As for the reasons for high performance, and why $c=4$ is a good choice in many cases, the following explanation seems reasonable. The SR in most tested algorithms worked together with the current-to-pbest mutation strategy, which has a specific structure. If $F>0.5$, then the new solutions are attracted closer to some of the best ones, although this also means that larger steps in other directions will be made. If $F<0.5$, this means that the attention towards better solutions is smaller, and the algorithm searches more around the current positions of each individual. What the success rate adaptation does is it switches between these two behaviors. If the search is going well, it makes DE generate solutions closer to better ones, and the F values are relatively stable. However, if the algorithm is stagnating, a wider search is beneficial. In this case, success rate adaptation makes $MF$ oscillate in the $[0,0.5]$ range, sampling smaller F values and trying to escape local optima. In this manner, applying a simple curve like $S{R}^{1/4}$ produces the desired behavior of DE without complex adaptation mechanisms.

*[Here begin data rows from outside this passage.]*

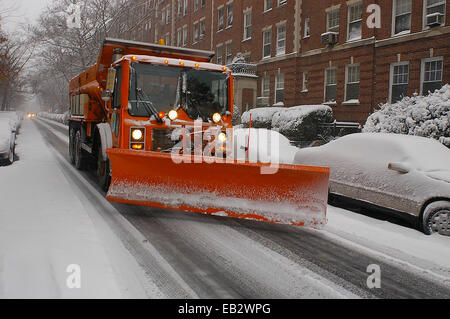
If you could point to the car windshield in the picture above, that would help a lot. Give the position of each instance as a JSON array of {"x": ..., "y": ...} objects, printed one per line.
[{"x": 200, "y": 93}]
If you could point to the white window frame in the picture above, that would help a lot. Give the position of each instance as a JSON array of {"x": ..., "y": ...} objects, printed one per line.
[
  {"x": 425, "y": 12},
  {"x": 422, "y": 70},
  {"x": 196, "y": 32},
  {"x": 266, "y": 8},
  {"x": 281, "y": 50},
  {"x": 307, "y": 31},
  {"x": 334, "y": 68},
  {"x": 305, "y": 79},
  {"x": 227, "y": 24},
  {"x": 218, "y": 18},
  {"x": 277, "y": 82},
  {"x": 391, "y": 76},
  {"x": 394, "y": 20},
  {"x": 329, "y": 13},
  {"x": 359, "y": 3},
  {"x": 246, "y": 26},
  {"x": 217, "y": 54},
  {"x": 265, "y": 92},
  {"x": 267, "y": 44},
  {"x": 185, "y": 35},
  {"x": 347, "y": 67}
]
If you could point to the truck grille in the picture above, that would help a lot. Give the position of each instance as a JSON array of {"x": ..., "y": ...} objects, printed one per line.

The experiments with other mutation strategies revealed that SR-based adaptation works not only with the current-to-pbest strategy, but also with other ones, and in all cases there was a setting of c which lead to improved performance. Moreover, in most cases, any c value resulted in better performance than SHA. In the case of the rand/1 and rand/2 strategies, this improvement was very significant, and even allowed for current-to-pbest to be outperformed in some cases. This might mean that the SR-based adaptation can be used as a universal mechanism, independent of the mutation strategy, although the c value should be set accordingly.

Replacing the original success history adaptation in other DE-based algorithms, such as APGSK-IMODE, MLS-LSHADE, MadDE, jSO and LSHADE-SPACMA, did not always improve performance; nevertheless, the results were mostly comparable. Some of the modified algorithms represented hybrids with other methods, such as local search or covariance matrix adaptation, and probably better results could be achieved with a more careful tuning of the hybridization.

Of course, the presented experiments cannot cover all the possibilities of success rate-based adaptation. However, it is worth mentioning some of the possible directions of further studies, which include:

• Developing a crossover rate adaptation scheme based on the success rate,
• Connecting the success rate to the $pbest$ parameter,
• Combining the advantages of the success history and success rate adaptation.

6. Conclusions

In this study, a new adaptation technique for the scaling factor parameter in differential evolution was proposed. The new method relies on the success rate, and the performed experimental analysis showed that the new method is insensitive to computational resource, works with different mutation strategies, and can be included in various algorithms.